Born 30 November 1888 at Alwent Hall, ‘Barney’ Robson was the eighth child of Anthony Robson, a farmer, and his wife Elizabeth. The family would later move to Catcote Farm near Hartlepool. While most of his siblings remained at home to help work the farms, his eldest brother, John Ernest Robson, fought in the Second Boer War, a Sergeant in the 55th (Northumberland) Company Imperial Yeomanry, and died of wounds at Elandsfontein, 1 October 1900. Robert also left the home farm to attend Bede College 1909-1911, attaining his Certificate in July 1911 with a distinction in Mathematics, and Latin as his optional subject: he went on to teach as an Assistant Master at Middleton Council School in Hartlepool. He was a noted sportsman, playing rugby (a forward) and captaining the college Boating team, memorably being part of the 1910 crew that first won the Grand Challenge cup at the Regatta for the college. He also played rugby for Hartlepool Rovers Football Club and County Durham, and cricket for Hartlepool Cricket Club. At the start of the war he entered 1/8th D.L.I. as a Private, and had been promoted to Lance Corporal by the time the Battalion was ordered up to Gravenstafel Ridge as part of the Second Battle of Ypres on 24 April 1915. 1/8th DLI had entered France only five days before, and Robson was among that half of the battalion ordered to reinforce a front line defensive position at Boetleer Farm, north east of Ypres. The human cost of the battle can be gauged by the number of Bede men found in the Register over this period. By all accounts Robson fought with distinction, several comrades writing home about his actions:
"Corporal Wilson and Lance Corporal R. H. Robson went from a part of the line where the fighting was not so fierce to the place where it was thickest, and within a very short space of time both came back wounded. Poor Robson lay down and said 'Ah, well, lads, we have done our bit. Give it them hot.' I don't know what afterwards became of him."
Unattributed letter, 7 May 1915, quoted in The Bede magazine, June 1915.
"It must have been about [five] that the German infantry made their first attack some little distance to our left. At this time a machine-gun in this sector became very short of men, and Barney Robson along with two others volunteered to fill the vacancies. Shortly afterwards he returned badly wounded, but after being bandaged he returned to the gun, and it was only when seven wounds had been inflicted on him that he gave up. Unfortunately he was taken prisoner and died at Roulers - and thus did not get the decoration he so richly deserved."

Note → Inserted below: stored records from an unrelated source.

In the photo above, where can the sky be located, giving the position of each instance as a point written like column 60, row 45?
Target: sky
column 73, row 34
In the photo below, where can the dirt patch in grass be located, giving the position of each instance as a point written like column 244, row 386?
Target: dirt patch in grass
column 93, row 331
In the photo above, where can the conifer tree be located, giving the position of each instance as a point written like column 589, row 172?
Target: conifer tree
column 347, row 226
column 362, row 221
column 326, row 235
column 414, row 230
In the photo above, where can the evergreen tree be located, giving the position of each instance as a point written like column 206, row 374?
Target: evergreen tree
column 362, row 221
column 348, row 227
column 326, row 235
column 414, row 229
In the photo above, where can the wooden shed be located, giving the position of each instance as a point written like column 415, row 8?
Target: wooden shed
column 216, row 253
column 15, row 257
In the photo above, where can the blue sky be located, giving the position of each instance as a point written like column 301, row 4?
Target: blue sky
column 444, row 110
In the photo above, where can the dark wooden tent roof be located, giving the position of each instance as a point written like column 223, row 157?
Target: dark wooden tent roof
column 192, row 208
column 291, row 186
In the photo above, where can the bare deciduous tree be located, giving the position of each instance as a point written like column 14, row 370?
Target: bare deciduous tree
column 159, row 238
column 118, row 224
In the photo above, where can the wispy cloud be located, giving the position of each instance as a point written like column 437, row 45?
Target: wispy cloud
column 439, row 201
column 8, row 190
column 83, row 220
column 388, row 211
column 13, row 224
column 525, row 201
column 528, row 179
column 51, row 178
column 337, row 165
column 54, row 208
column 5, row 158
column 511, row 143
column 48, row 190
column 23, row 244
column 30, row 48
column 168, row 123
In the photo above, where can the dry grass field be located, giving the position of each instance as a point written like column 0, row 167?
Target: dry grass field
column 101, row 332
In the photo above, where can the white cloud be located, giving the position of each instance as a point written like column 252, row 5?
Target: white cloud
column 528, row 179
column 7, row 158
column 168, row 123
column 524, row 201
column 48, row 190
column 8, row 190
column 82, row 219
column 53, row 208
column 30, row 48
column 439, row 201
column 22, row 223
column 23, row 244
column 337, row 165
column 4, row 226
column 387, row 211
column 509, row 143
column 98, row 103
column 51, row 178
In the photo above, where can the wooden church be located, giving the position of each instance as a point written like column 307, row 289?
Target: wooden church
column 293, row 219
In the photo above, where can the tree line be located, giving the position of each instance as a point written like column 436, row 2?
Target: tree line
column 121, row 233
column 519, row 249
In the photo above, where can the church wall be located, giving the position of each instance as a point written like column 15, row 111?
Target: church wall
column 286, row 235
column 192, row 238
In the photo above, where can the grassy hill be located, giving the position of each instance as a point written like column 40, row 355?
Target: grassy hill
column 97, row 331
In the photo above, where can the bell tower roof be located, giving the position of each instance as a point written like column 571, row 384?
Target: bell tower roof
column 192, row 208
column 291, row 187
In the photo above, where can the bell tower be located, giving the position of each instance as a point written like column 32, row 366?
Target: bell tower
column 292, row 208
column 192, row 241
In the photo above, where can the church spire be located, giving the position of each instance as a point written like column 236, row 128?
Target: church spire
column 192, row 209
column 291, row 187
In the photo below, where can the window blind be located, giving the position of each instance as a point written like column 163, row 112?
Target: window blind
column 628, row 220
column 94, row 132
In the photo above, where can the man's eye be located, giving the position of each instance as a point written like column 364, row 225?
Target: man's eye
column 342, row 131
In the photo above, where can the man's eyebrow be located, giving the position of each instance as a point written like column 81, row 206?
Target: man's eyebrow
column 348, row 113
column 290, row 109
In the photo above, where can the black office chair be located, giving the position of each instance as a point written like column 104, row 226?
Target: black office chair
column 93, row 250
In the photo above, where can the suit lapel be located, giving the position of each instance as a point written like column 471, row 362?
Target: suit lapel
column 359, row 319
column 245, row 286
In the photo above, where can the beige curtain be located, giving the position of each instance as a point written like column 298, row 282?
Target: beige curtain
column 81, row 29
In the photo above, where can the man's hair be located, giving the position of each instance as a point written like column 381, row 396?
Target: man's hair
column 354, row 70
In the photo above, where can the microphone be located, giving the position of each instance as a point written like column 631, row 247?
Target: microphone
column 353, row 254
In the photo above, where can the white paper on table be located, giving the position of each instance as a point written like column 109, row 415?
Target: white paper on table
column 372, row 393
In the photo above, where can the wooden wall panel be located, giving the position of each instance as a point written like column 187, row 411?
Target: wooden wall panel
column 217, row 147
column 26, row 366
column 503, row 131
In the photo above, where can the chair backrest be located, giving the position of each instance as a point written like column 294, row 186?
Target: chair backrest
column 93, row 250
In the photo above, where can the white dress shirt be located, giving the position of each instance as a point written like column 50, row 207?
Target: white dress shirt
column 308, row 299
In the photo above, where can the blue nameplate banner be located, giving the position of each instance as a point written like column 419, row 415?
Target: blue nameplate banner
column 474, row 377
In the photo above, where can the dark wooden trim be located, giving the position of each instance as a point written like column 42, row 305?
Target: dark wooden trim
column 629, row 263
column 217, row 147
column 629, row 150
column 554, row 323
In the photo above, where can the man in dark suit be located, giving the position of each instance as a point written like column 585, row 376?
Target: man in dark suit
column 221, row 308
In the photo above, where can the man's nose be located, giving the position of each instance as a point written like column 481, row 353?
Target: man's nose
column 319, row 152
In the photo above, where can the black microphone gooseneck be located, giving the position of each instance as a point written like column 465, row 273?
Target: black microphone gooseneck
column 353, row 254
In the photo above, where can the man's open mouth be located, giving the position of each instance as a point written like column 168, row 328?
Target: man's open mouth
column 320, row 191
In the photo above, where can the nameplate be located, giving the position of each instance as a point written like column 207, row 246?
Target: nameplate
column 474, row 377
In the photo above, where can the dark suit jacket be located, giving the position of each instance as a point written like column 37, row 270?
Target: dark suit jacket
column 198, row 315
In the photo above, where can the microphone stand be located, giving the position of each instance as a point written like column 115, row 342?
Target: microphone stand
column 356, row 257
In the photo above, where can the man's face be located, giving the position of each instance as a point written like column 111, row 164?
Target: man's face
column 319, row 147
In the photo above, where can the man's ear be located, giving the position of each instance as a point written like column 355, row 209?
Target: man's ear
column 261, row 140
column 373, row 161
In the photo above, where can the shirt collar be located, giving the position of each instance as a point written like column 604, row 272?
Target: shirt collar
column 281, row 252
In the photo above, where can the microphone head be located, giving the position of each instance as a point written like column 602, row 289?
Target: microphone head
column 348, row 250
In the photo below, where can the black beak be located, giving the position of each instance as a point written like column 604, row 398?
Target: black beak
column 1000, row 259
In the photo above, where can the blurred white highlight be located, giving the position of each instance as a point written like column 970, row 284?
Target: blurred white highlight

From 'Our Baptism of Fire' by T. S[hepherd, 8th DLI], published in The Bede magazine, December 1917.
W. G. Graham, a college prefect contemporary of Robson’s, wrote of him as the “bravest … who gave his life to cheer up a few weary and worn out Canadians. He was a hero if ever there was one.” (Graham himself would be killed in action a month later.) That Robson survived his capture is clear, as he wrote a postcard to his parents from Roulers, (or Roeselare): either he minimised his injuries so as not to alarm them, or he was not fully aware of their gravity. The Northern Daily Mail reported on 28 May that a nursing sister at the Redemptoust Convent at Roeselare informed his parents that “he took a turn for the worse and for the last few days was delirious. The wound in the back was very bad”. An account by an escaped prisoner of war, Lance Corporal J. Thomas of 1/8th DLI, captured in the same engagement, was published in The Bede magazine in June 1916 and provides some interesting details of the moments of capture and the conditions of their imprisonment and care in the following days.
Robson was buried in a German cemetery at Roeselare. Like C. S. Hall above, who also died of wounds as a prisoner of war, the location of his grave was later lost and he is memorialized at Roeselare Communal Cemetery, Belgium. A plaque was erected by his parents commemorating both his and his eldest brother’s sacrifice, at All Saints’ Church, Stranton; and his name is also recorded on another plaque in the same church. His name is honoured on the Bede College 1914-1918 Cross, Plaque, and Roll of Honour, and at Hartlepool Rugby Football Club.